La transformation des produits agricoles du Maroc fut l' objet de la création de la société M.A.B en 1947.
Les produits de la semoulerie ainsi que ceux de sa minoterie à féves, sont exportés par le port, à destination de l' afrique noire et de la France.
La consommation de la farine de blé, qui, dans cette région s'est accrue plus peut étre que dans le reste du Maroc, a justifié l' adjonction aux installations existantes de la nouvelle minoterie de blé, d'une capacité de 400 quintaux par jour, mise en route en 1954.

Extrait de Jacqueline Bourquerel, « Un port industriel du Maroc : Mohammedia » (Cahiers d’outre-mer, Bordeaux, 1970, pp. 277-306)

Les « GRANDS MOULINS DE MOHAMMEDIA » ont succédé à une maïserie qui utilisait les produits de la région et fabriquait des aliments pour le bétail. La semoule de maïs s'exportait au Sénégal sur Dakar et Ziguinchor. Mais, à partir de 1955, la création d'une minoterie à Dakar, la concurrence des « Moulins d'Agadir » qui construisirent à cette époque une maïserie pouvant traiter 4.500 quintaux de maïs par jour, modifièrent la situation ; la maïserie de Fédala, après des moments difficiles, ferma en novembre 1956. Fonctionnait, depuis 1953, à côté de la maïserie, une minoterie à blé qui utilisait la production céréalière de Bouznika, Sidi Slimane (ex-Boulhaut), Rommani (ex-Marchand), Sidi Bettache.

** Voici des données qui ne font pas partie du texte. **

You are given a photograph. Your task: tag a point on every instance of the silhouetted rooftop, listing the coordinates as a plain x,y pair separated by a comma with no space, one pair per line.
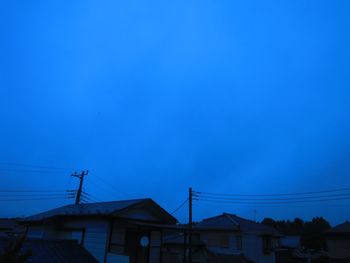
53,251
232,222
96,209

Installés entre le croisement de la R.P. 107 et de la R.P. 101 et la gare, les « Grands Moulins de Mohammedia » ont survécu à la [288] maïserie et occupent maintenant une superficie de 5.500 m2. Cette entreprise comprend deux moulins, une minoterie et une semoulerie ; elle travaille le blé tendre et le blé dur, fourni par la région, en année de pluviométrie normale. En année de sécheresse, le blé est importé de France et d'Amérique du Nord, via Casablanca, par l'intermédiaire de l'Office des Céréales. Les Moulins de Mohammedia sont le type de minoterie industrielle avec de grands silos, une machinerie moderne. Terrains compris, le capital investi atteint plus de 600 millions d’anciens francs et la consommation d'énergie électrique en haute tension est annuellement de 1.050.000 kWh, justifiant une dépense de près de 17 millions d'anciens francs (environ 150.000 dirhams). La capacité de traitement de cette minoterie est d'environ 1.000 quintaux par jour, mais depuis 1966, elle n'a jamais fonctionné à plein rendement. La production de semoule et de farine s'est élevée à 240.000 quintaux en 1967, 205.000 quintaux en 1968.

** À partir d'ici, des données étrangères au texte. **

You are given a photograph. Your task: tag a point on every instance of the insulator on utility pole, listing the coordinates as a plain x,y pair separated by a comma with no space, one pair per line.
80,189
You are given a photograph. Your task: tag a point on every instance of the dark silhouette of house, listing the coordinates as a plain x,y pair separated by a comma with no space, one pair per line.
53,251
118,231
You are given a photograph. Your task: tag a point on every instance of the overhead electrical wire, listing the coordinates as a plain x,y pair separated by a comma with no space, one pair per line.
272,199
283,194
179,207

Entreprise entièrement marocaine, elle employait en 1969 environ 70 personnes. Les Grands Moulins de Mohammedia alimentent le marché régional jusqu'à Rabat. Mais un problème grave se pose pour cette usine comme pour toutes les minoteries industrielles du Maroc, Ia concurrence de moulins artisanaux, au nombre pléthorique, sensible surtout dans les années de bonne récolte. Les grandes minoteries réclament une limitation du nombre des moulins et il est à remarquer que le Plan quinquennal 1968-1972 n'a rien prévu dans ce secteur de l'industrie marocaine.